Given its reverence, ‘Lure of the Fragment/So Another Sound Suggests Itself’ is perhaps the crux of the album, the core around which the record revolves. Its genesis is delicately melodic, swinging between proximity and distance before the gradual interruption of a set of bashful chords that strike at the listener. Birdsong comess and goes, all the while drowned out by the re-emergence of elongated, organ-like chords that reintegrate a tenseness. Metal is inherently resistant to change until molten – perhaps that is what the gushing sounds here indicate. Fragmented and inaudible voices of children flutter in the distance before their submergence in static noise. ‘Lure of the Fragment/So Another Sound Suggests Itself’ offers no musical resolution owing to the album’s overall volatility. Instead, field recordings of infant voices fade to black unconvincingly, as if permanently etched in memory.
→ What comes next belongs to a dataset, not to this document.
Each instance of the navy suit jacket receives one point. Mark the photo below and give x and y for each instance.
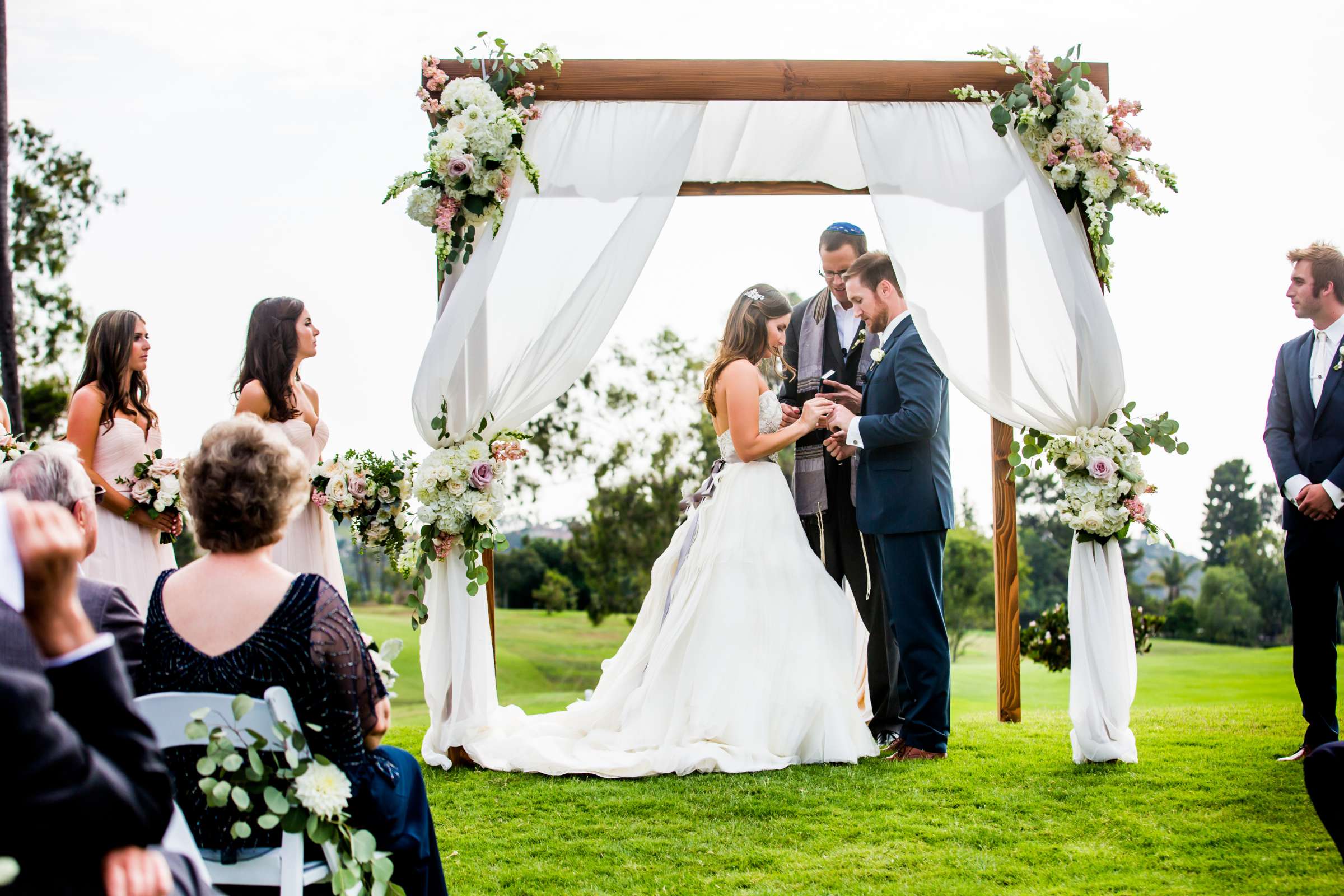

Works in Metal embraces the strange. It culminates in ‘Bird’. This last track returns the album to a precarious boundlessness, as if there is still work to be done. Inaudible sounds akin to groans ensue in the distance, intertwined with code-like fractious synths that echo amongst the sound of metal sculpting. A welding that could be mistaken (or interpreted) as breathing. Works in Metal is designed to transport. It is bold, forging an acoustic environment capable of reimagining Suzanne’s Césaire’s rhetoric, one that portrays the gravitas of a cosmic anger.